Göbeklitepe’ye gösterilen ilgiden yoksun olan medeniyetimizden miras kalan öz varlığımız Harran Ulu Camii ve Üniversitesi virâne bir hâlde. Çevresini başıboş köpekler mesken tutmuş, ne gelen var ne giden... İn cin top oynuyor!.. Medeniyetimizin şâhaseri ve dünyada kurulmuş ilk İslâm üniversitesi olma özelliğini içinde barındıran Harran Üniversitesi’nden içimiz acıya acıya Harran Kalesi’ne doğru ilerliyoruz. Altı uygarlık ve medeniyetlerin mirasıyla dolu tozlu alandan yürüyerek deve ve kadîm Harran evlerinin sergilendiği “Tarihi Harran Evi”ne varıyoruz. Biraz nefeslendikten sonra yanımıza yaklaşan küçük Nihat’ın mihmandarlığında kaleye doğru ilerliyoruz.

İşte kadîm şehrin kadîm yapılarından birisi daha önümüzde. Harran Kalesi eski ihtişamından çok uzak bir şekilde tekrar ayağa kaldırılacağı günü bekliyor. Şehrin güneydoğusunda surlara bitişik olarak Emevi Halifesi 2. Mervan’ın 10 milyon dirhem altın harcayarak yaptırdığı saray, Harran Kalesi’nin ana yapısını oluşturduğu tahmin ediliyor. 90x130 metre ebatlarındaki 3 katlı kale restorasyon sebebiyle ziyaret edilemezken, çevresinde keçiler otlatılıyor.
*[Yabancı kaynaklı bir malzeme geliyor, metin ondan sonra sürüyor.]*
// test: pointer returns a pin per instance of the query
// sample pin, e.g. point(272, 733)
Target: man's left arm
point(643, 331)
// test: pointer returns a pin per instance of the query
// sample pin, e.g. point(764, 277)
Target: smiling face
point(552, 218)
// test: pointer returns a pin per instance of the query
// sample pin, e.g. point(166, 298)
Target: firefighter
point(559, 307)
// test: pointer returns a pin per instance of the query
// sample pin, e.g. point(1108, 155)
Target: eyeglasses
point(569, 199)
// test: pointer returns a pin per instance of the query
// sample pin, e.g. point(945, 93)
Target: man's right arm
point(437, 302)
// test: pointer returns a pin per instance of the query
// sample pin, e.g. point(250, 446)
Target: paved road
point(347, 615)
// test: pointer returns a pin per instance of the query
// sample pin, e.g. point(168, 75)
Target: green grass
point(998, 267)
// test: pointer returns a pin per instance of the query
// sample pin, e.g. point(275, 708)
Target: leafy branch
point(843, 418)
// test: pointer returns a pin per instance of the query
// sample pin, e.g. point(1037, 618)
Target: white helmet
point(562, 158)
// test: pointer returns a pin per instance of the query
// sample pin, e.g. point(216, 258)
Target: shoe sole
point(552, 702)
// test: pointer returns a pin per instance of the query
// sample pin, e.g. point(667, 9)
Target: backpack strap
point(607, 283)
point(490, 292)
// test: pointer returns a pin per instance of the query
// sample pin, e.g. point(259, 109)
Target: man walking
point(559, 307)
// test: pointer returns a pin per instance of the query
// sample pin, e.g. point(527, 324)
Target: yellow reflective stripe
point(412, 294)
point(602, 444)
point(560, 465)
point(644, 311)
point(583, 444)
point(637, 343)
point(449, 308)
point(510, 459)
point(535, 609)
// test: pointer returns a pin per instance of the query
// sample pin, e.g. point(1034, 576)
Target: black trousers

Mihmandarımız bizi Harran evlerinin tanıtıldığı bir “Kültür Evi”ne götürüyor. (Bitişik bindirme yöntemi ile yapılmış kubbeli Harran Evleri, komşuların akraba olmasından dolayı yan yana inşa edilmiş. Evin odaları içeriden birbirine bağlanmakla birlikte İslâm inancına sâdık kalınarak selâmlık ve haremlik olarak iki kısımdan oluşturulmuş. Yazları serin, kışları sıcak olan bu evlerin çoğunda yaşanmasa da, bölge halkına “Kültür Evi” olarak geçim kaynaklığı yapıyor.) Hem de bir zamanlar 73 aile ferdinin birarada yaşadığı eve. “Hoş geldiniz”le birlikte bir muhabbet başlıyor ki, sormayın. Kadîm şehrin tarihsel gelişiminden tutun da, feodal yapıya; zengin toprakların paylaşımındaki adaletsizlikten tutun da, kültürel mirasa yeterince sahip çıkılmamasına kadar birçok konu “bir dokun, bin ah işit” kabilinden anlatıldıkça biz de onların derdine ortak oluyoruz. Muhabbeti yumuşatmak için rahmetli Kemal Sunal’ın Kibar Feyzo filminde sarf ettiği “Ben de Harranlıyam” repliğini hatırlatınca kahkahaya boğuluyoruz. Acı, fakat gerçek; ağlanacak hâlimize gülüyoruz.

Tarih ve medeniyet şehri Harran’ın Büyük bir İslâm alimi ve mutasavvıfı Şeyh Hayât b. Kays el-Harrânî Hazretleri Türbesi ve 12 İmamdan beşincisi olan Ebu Ca’fer İmam Muhammed Bakır’a atfedilen İmam Bakır Hazretleri Türbesi tarih ve medeniyet şehri Harran’ın merkezinde konumlanmışken, Bazda Mağaraları 20 kilometre, Han-El Ba’rur 27 kilometre, Şuayip Şehri 37 kilometre, Soğmatar 53 kilometre uzaklıkta bulunuyor.

Buralarda yaşayanlar Göbeklitepe’ye gösterilen ilginin biraz da Harran’a gösterilmesini istiyor.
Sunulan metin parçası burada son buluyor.